A jury convicted Melvin Hiram Thomas II in 2003 for receiving a stolen vehicle ( Pen. Code, § 496d, subd. (a), unlabeled statutory citations refer to this code) and active participation in a criminal street gang (§ 186.22, subd. (a) ).1 To support the gang conviction, the People offered a gang expert whose testimony included testimonial, out-of-court statements about the specific facts of Thomas’s case.

On direct appeal, Thomas challenged the admissibility of the gang expert’s testimony as testimonial hearsay which violated his Sixth Amendment confrontation rights under Crawford v. Washington (2004) 541 U.S. 36, 124 S.Ct. 1354, 158 L.Ed.2d 177 ( Crawford ). Another panel of this court concluded Crawford did not undermine the established rule that experts may testify about the bases of their opinions without running afoul of hearsay and confrontation clause problems because such evidence is not submitted for the truth of the matter, as our Supreme Court held in People v. Gardeley (1996) 14 Cal.4th 605, 59 Cal.Rptr.2d 356, 927 P.2d 713 ( Gardeley ). ( Thomas , supra , 130 Cal.App.4th at p. 1210, 30 Cal.Rptr.3d 582.) Subsequently, in People v. Sanchez (2016) 63 Cal.4th 665, 686, 204 Cal.Rptr.3d 102, 374 P.3d 320 ( Sanchez ), the California Supreme Court rejected the Gardeley rule and held introducing out-of-court testimonial statements about case-specific facts through an expert witness violates the confrontation clause (as interpreted in Crawford ) unless the person who made the statement is unavailable and the defendant had a prior opportunity for cross-examination.
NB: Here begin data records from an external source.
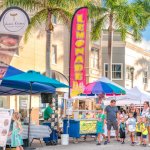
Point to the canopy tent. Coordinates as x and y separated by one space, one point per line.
33 76
103 85
21 88
134 95
30 78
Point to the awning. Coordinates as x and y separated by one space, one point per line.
13 88
61 78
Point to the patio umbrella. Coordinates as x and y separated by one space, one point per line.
104 85
32 77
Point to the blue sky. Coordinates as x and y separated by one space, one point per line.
146 34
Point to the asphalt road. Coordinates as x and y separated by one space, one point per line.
90 144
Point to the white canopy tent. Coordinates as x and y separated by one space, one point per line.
134 95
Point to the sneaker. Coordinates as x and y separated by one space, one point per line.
137 144
105 143
108 141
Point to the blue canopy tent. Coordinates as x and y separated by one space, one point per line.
20 87
30 78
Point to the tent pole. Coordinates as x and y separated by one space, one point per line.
29 113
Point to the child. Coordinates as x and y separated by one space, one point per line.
131 125
122 127
101 120
144 131
16 139
138 130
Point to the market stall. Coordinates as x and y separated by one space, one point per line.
82 123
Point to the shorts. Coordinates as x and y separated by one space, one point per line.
100 130
113 124
148 128
122 135
144 136
138 134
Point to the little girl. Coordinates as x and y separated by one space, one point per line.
144 131
16 139
101 120
122 130
138 130
131 126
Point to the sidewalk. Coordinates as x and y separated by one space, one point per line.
90 144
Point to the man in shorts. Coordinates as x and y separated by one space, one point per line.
112 115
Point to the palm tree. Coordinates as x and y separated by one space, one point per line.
44 10
117 15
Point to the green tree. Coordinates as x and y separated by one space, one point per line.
44 10
117 15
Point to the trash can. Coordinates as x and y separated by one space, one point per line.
64 139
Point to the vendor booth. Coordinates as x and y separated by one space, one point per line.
83 122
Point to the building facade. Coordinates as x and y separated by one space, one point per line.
130 62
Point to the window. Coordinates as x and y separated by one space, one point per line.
128 73
54 19
95 58
145 76
54 54
116 71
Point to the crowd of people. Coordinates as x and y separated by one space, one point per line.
133 122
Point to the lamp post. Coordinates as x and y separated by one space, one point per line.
132 75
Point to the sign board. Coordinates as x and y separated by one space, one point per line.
77 51
88 126
69 108
13 24
5 121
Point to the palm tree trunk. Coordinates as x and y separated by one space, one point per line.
100 54
48 46
110 43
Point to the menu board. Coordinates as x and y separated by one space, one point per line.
5 121
88 126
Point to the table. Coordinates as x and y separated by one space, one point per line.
37 132
80 127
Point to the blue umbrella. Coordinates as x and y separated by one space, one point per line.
32 77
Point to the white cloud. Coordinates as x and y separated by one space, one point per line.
144 44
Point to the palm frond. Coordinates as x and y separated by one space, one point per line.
137 34
97 28
36 20
96 11
25 4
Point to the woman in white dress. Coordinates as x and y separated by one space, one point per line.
146 114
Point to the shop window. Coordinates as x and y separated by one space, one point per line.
116 71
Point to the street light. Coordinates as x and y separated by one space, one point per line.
132 75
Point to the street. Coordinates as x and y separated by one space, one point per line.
91 145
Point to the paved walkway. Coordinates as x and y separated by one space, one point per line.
91 145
Thomas now petitions for a writ of habeas corpus, claiming his conviction for active participation in a criminal street gang is invalid after Sanchez , which established a new rule we should apply retrospectively to his case. We issued an order to show cause, and requested briefing on the issues whether Sanchez was retroactive and whether any error was harmless beyond a reasonable doubt. We conclude the Teague v. Lane (1989) 489 U.S. 288, 310, 109 S.Ct. 1060, 103 L.Ed.2d 334 ( Teague ) retroactivity standard governing federal habeas petitions doesn’t govern California habeas petitions, but conclude Sanchez isn’t retroactive under the three-factor analysis set out by the California Supreme Court in In re Johnson (1970) 3 Cal.3d 404, 90 Cal.Rptr. 569, 475 P.2d 841 ( Johnson ) and other decisions. We therefore deny the petition.

IFACTS

On the evening of May 15, 2003, Judith Barrera heard a man outside her house yell, "Fuck you, guys. E.Y.C.," an acronym for the Elsinore Young Classics gang. She went to the front of her house, where she saw Thomas and a codefendant in a parked car. The codefendant got out of the car, entered a truck belonging to a member of a rival gang, and drove off.2

Barrera and her aunt pursued them and, about 10 or 15 minutes later, found the codefendant pushing the truck toward the gas pumps at a convenience store. They saw Thomas get out of the truck and enter the convenience store. Barrera yelled, "That’s our truck" and called 911. The two men fled into a field behind the store, where sheriff’s deputies later found them—concealed in the weeds—and arrested them.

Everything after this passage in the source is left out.